My phone buzzed, and I was almost too afraid to look. Messages from Carla and Julie, asking if the photo was real, asking if I was okay, asking more questions I couldn’t answer.

“Damn,” Jared said. “Do not read any of these articles. Especially the comments.”

“What?” I leaned over his shoulder to read his screen. The photo was on one of the most popular blogs about the show with the headline: “
The Sound
’s Secret Affair.” Below, the article called Jared a playboy and made him out to be some horny asshole who slept with women as some sort of power trip. They described how this had led to Villain Complex losing their bass player, with a few harsh quotes from Becca to back it up, and compared our band to the show’s former winner Addicted to Chaos—exactly the thing we’d been trying to avoid.

According to this article, I’d abandoned my internship with the LA Philharmonic to chase after him like some sort of star-struck groupie. They brought up how my father had cheated on his wife with my mom and my mom’s subsequent alcoholism, like that explained everything about me. Like I was just reliving her mistakes all over again with Jared. I couldn’t believe they would post stuff like this, shedding light on all the things in our past we tried to keep hidden. Things no stranger had a right to know about us. How did they even get all this info about me?

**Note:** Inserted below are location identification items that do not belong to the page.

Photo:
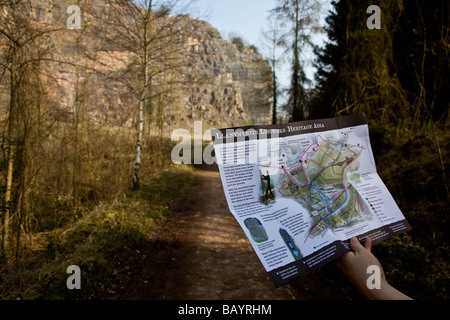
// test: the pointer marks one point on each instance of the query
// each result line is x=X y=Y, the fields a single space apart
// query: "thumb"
x=368 y=244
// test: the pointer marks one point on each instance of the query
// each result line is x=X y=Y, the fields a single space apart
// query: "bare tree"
x=300 y=20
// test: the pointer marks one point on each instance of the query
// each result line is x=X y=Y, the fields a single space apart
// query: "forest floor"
x=198 y=251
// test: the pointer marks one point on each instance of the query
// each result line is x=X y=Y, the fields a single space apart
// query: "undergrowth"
x=100 y=242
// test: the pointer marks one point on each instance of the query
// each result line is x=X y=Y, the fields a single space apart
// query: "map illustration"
x=317 y=177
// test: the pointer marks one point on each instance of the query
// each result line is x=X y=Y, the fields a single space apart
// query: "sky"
x=247 y=19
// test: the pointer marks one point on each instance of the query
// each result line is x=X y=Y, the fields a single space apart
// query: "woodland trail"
x=198 y=251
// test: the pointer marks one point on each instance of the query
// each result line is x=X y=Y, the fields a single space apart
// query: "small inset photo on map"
x=257 y=230
x=267 y=185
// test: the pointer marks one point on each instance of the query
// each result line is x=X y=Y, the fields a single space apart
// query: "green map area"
x=318 y=180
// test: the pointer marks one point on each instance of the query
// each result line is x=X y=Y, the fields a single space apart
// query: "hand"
x=354 y=265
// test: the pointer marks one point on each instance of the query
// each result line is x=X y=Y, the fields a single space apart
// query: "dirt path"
x=198 y=252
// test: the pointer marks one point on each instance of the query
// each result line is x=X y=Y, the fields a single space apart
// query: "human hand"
x=355 y=264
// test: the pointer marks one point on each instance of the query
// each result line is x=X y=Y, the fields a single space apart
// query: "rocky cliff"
x=209 y=78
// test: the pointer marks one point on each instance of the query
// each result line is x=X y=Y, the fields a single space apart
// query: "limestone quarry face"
x=207 y=78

In the comments, I caught a glimpse of, “I knew it,” and dozens of people calling me a slut. One even said I was probably sleeping with every guy in the band. Another said we’d only been rescued by Dan because I was screwing him, too. My eyes watered with tears, and I barely managed to blink them back. How could people be so cruel? And what was with these double standards—Jared could sleep with dozens of women and no one batted an eyelash, yet one photo of me hugging a guy and I was a slut? I hated the Internet.

Jared clicked away to a different screen with a sigh. “I told you not to read them.”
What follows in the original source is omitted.